ECLI:NL:HR:2012:BW6184
Hoge Raad
- Cassatie
- W.A.M. van Schendel
- H.A.G. Splinter-van Kan
- J. Wortel
- Rechtspraak.nl
Vernietiging van de opgelegde gevangenisstraf wegens overschrijding van de redelijke termijn in de cassatiefase
In deze zaak heeft de Hoge Raad op 22 mei 2012 uitspraak gedaan in een cassatieprocedure tegen een arrest van het Gerechtshof te Arnhem. De verdachte, geboren in 1984 en ten tijde van de aanzegging gedetineerd in het Penitentiair Complex te Scheveningen, had beroep in cassatie ingesteld.

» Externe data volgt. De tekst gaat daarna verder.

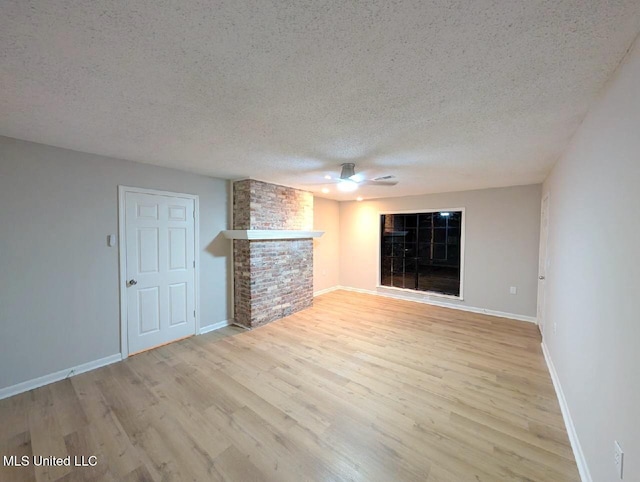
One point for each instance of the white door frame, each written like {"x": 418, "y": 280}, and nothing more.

De advocaten van de verdachte, mr. B.P. de Boer en mr. T. de Bont, hebben middelen van cassatie voorgesteld. De Advocaat-Generaal Silvis concludeerde tot strafvermindering vanwege de overschrijding van de redelijke termijn in de eerste cassatiefase, maar verwerping van het beroep voor het overige. De Hoge Raad oordeelde dat er in de eerste cassatiefase sprake was van een overschrijding van de redelijke termijn, maar niet in de appelfase. De Hoge Raad heeft de bestreden uitspraak vernietigd, maar uitsluitend wat betreft de duur van de opgelegde gevangenisstraf, en deze verminderd tot elf jaren en zeven maanden. De Hoge Raad oordeelde dat de overschrijding van de redelijke termijn in de eerste cassatiefase, waarbij meer dan zestien maanden verstreken waren tussen het instellen van cassatie en de uitspraak, aanleiding gaf tot strafvermindering. De beslissing van het Hof dat er geen overschrijding was in de appelfase werd door de Hoge Raad bevestigd, maar de straf werd verlaagd om doelmatigheidsredenen. De uitspraak is gedaan door de vice-president en twee raadsheren, en is gepubliceerd op rechtspraak.nl.